Tutti, inutile nasconderlo, vorremmo essere fisicamente come loro, ma, alla maggior parte di noi, il senso della realtà, l'autoironia ed un naturale senso critico fanno chiudere il discorso con una battuta ed una sana risata; si tratta, ahimè, di modelli irraggiungibili!

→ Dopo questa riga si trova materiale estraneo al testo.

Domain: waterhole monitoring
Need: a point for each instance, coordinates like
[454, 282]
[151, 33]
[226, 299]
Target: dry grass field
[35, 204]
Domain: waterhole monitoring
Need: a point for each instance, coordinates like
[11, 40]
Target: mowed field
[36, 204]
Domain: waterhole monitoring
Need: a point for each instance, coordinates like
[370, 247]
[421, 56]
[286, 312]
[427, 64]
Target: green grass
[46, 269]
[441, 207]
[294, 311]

Curare la propria persona è un dovere assoluto verso se stessi e gli altri che, nei soggetti "equilibrati", appaga e rasserena, ma in quelli dalla personalità fragile o in formazione, come ad esempio gli adolescenti, fa spesso scivolare nel patologico, spesso senza averne piena consapevolezza. Infatti, è facile che dall'insicurezza, dall'insoddisfazione per il proprio aspetto fisico, dalla paura di non essere accettati nel gruppo, nasca la decisione di modificare il proprio corpo con una dieta drastica che, difficile da sostenere (il desiderio di mangiare resta fortissimo), porti spesso a gigantesche abuffate cui si "rimedia" provocandosi il vomito.

Si instaura così il disturbo alimentare come vera e propria malattia, che prende il nome di Anoressia, Bulimia, BED, NAS (disturbo alimentare non altrimenti specificato, in quanto presenta sintomi simili all'anoressia e alla bulimia, ma risulta mancante di qualche elemento necessario alla diagnosi) e rappresenta la prima causa di morte, prevalentemente per arresto cardiaco o suicidio, tra le patologie psichiatriche.

Anoressia e bulimia sono malattie complesse, determinate da condizioni di grave disagio psicologico, diffuse tra soggetti di età e condizione sociale diverse, ma più frequenti, come già detto, in giovani ragazze tra i 15 ed i 30 anni, dalla personalità fragile, cresciute in famiglie che non hanno saputo creare le condizioni di amore e confidenza necessarie al rafforzamento dell'autostima, della fiducia nelle proprie potenzialità e all'apertura serena e gioiosa verso il mondo circostante.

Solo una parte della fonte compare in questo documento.